Inhaler technique and patient compliance
Prepare the Research Paper using the following guidelines:
- 1,500 – 2,000 words
- APA-compliant formatting, including title and reference pages
- Minimum of five scholarly references
Inhaler technique and patient compliance are two considerations that are commonly overlooked on the prescription of an inhaled asthma control therapy. Patients are often prescribed inhalation therapy and proceed to fill their medication while receiving minimal instruction about the proper inhaler technique ensuring maximal medication dose delivery. Counseling on a proper technique is essential for compliance, reducing exacerbation related emergency room visits and hospitalizations. Considering the multitude of respiratory inhalers that can be tailored to treat the specific individual’s asthma symptoms, patient education on proper drug delivery ensures that they receive optimal pharmacotherapy. The primary classes of Inhaled Medications are Inhaled Bronchodilators and Inhaled Corticosteroids (ICS) (Leading experts in Allergy, Asthma, and Immunology (2020). Inhaled Bronchodilators are a type of medication that makes breathing easier by relaxing the muscles in the lungs and widening the airways (bronchi). It comes in short and long-acting, for different types of asthma “attacks” and maintenance therapy.
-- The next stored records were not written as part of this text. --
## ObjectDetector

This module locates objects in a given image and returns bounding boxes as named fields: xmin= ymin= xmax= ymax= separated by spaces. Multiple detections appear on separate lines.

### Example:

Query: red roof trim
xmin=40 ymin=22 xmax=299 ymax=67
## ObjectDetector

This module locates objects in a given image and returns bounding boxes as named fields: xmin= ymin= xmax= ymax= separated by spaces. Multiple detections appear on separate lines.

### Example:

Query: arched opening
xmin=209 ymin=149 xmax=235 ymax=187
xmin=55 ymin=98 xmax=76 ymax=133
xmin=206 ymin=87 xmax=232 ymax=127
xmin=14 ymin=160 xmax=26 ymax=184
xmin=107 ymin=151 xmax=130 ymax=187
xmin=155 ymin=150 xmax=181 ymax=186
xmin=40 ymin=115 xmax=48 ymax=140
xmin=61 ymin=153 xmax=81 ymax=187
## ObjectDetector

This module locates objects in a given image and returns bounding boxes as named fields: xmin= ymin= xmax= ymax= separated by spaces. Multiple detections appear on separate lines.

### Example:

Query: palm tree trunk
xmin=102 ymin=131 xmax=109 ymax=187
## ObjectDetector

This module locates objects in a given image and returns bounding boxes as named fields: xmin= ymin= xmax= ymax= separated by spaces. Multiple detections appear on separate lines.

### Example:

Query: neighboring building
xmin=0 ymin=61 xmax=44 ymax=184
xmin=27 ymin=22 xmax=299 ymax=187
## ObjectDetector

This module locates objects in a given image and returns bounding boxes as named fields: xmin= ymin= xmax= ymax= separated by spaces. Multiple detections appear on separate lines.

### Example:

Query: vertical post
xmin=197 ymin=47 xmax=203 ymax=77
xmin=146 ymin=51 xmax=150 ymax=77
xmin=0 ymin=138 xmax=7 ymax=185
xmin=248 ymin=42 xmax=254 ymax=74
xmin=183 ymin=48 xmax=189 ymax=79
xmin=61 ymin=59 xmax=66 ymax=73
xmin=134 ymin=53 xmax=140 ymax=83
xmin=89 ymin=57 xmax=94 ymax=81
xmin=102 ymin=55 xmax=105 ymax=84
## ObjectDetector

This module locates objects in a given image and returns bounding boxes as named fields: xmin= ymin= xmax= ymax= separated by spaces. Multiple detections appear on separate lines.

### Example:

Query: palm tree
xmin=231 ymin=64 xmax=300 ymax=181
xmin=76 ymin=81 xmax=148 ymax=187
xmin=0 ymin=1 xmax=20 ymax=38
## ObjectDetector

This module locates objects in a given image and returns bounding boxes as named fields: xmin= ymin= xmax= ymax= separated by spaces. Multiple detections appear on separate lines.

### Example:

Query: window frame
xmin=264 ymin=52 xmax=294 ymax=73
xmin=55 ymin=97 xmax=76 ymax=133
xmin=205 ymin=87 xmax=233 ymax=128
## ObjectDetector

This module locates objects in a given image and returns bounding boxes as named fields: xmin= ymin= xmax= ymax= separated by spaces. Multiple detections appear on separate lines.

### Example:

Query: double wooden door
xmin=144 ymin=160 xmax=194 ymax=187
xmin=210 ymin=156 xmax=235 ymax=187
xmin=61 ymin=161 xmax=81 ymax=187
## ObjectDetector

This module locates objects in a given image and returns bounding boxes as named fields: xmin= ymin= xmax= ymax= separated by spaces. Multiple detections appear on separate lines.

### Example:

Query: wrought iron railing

Short-acting, commonly known as “rescues inhalers,” and long-acting inhalers are used regularly to help control asthma. Inhaled Corticosteroids are long-acting, which a patient would take daily to control Asthma and usually are taken once or twice depending on the medication and the prescribing information (Mahoudi, 2008). In prior studies, only a small number of patients were using their inhalers correctly. Patients should be trained to their specific inhaler type and advised to always refer to their instructions included with their prescribed inhaler. We will be looking at proper techniques and how it correlates to patient compliance, reducing exacerbations, potentially reducing the cost of emergency room visits, and hospital stays—leading to an overall lessening of the healthcare burden attributed to those wheezy asthmatic patients.